You Decide: 11 Game-Changing Copyright Cases
Examine the evidence and judge for yourself where the boundaries of intellectual property lie.
2. Proview v. Apple
The Plaintiff: Computer display manufacturer Proview Electronics, Co. Limited and Proview Technology, Inc., subsidiaries of Hong Kong-based Proview International Holdings. The company sold its “IPAD” trademark to the British corporation IP Application Development in 2010.
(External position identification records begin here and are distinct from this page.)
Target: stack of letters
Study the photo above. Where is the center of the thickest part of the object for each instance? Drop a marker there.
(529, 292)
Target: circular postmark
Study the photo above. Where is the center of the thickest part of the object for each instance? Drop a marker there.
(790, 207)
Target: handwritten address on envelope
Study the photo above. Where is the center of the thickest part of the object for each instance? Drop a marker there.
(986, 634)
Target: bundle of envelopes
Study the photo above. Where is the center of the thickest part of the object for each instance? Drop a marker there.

The Defendant: Apple, Inc. (AAPL).
The Charges: That the trademark purchased from Proview Taiwan did not cover mainland China because the mainland trademark is owned not by Proview Taiwan, but by Proview International’s unit in Shenzhen. That Apple committed fraud by intentionally misrepresenting itself when it used IP Application Development, an organization set up by Apple agents, to purchase the trademark. That Apple fraudulently induced the sale of the trademark by concealing its intent in purchasing the trademark, and making the false promise not to compete with Proview. (Click here to view filed complaint.)
The Defense: The case has yet to come to trial, but Apple will probably argue that no illegal business practices took place, that it did not misrepresent itself, and that it provided no fraudulent information. Apple may also argue that since the trademark was purchased by IP Application Development, Proview should sue IP Application Development, not Apple, Inc.